The WRC is a 501c3 private grassroots nonprofit organization that helps educate women about health awareness, prevention and affordable health services. Along with outreach and educational programs, WRC brings women across Larimer County affordable mammogram screenings, dental care and connects them with affordable doctors if they require further care.

Businesses and individuals alike have purchased a $30 “flock” during WRC’s Flamingo Flocking Fundraiser. Through the month of October, “flocking” has raised between $2,500 and $3,000 for the organization.

“It’s a very affordable fundraiser,” Hahnke said.

According to Hahnke, the WRC found a base of businesses that support their work and will continue to be a part of the Flamingo Flocking Fundraiser in years to come. Individuals purchased flocks for birthday celebrations, children’s parties and sent them to breast cancer fighters and survivors.

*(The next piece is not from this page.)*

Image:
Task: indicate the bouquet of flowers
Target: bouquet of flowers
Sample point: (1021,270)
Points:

“All the money we raise goes right back into providing service to the women of Larimer County,” Hahnke said.

WRC has been focusing on a new outreach program targeting high school and college students in an attempt to promote volunteering and philanthropy among future leaders.

“If you (groups on CSU’s campus) are going to be a philanthropist, we want to help you be philanthropic. If you come and volunteer with our groups, we, in turn, want to advertise and promote your events,” Hahnke said. “It helps us get into the college campuses and we can reach a larger audiences college students have yet to penetrate.”

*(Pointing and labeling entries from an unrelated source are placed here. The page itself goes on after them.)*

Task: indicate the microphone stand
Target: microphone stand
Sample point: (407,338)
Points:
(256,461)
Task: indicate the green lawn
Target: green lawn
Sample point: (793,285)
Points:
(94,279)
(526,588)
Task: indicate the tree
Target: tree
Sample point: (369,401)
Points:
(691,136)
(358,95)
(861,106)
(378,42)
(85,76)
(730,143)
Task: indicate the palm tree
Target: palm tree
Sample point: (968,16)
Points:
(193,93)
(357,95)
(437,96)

Betsy Hill, a CSU masters student studying public health with a concentration in global health and health disparities, has been working in WRC’s outreach department since June.

Hill and her outreach partner teach in-home workshops and small group educational workshops.

“Our base objective with outreach is the trickle down effect,” Hill said. “As students, all of us know someone who is uninsured or underinsured, so the idea is that if one person knows about our services we hope they will share it with other people and we can more effectively reach our target population.”

In her work promoting women’s health with WRC, Hill has noticed an intergenerational impact and how women’s health can affect entire families.

When Hill was working the Mammogram Van, a 70-year-old mother and her 40-year-old daughter came for a screening. The women brought their children, husbands and brothers. According to Hill, the entire family came.

“Women’s health is a family issue. It’s a family investment,” Hill said.

Hill said she started working with WRC because the work they do is right up her alley — providing health care to underprivileged people.

“I was aware of all the marginalization in our society, but (working at WRC) has reinforced the importance of removing barriers to healthcare,” Hill said. “As a small nonprofit in town we aren’t able to change the whole healthcare system, so our contribution is just to increase access to care and remove barriers like cost and language.”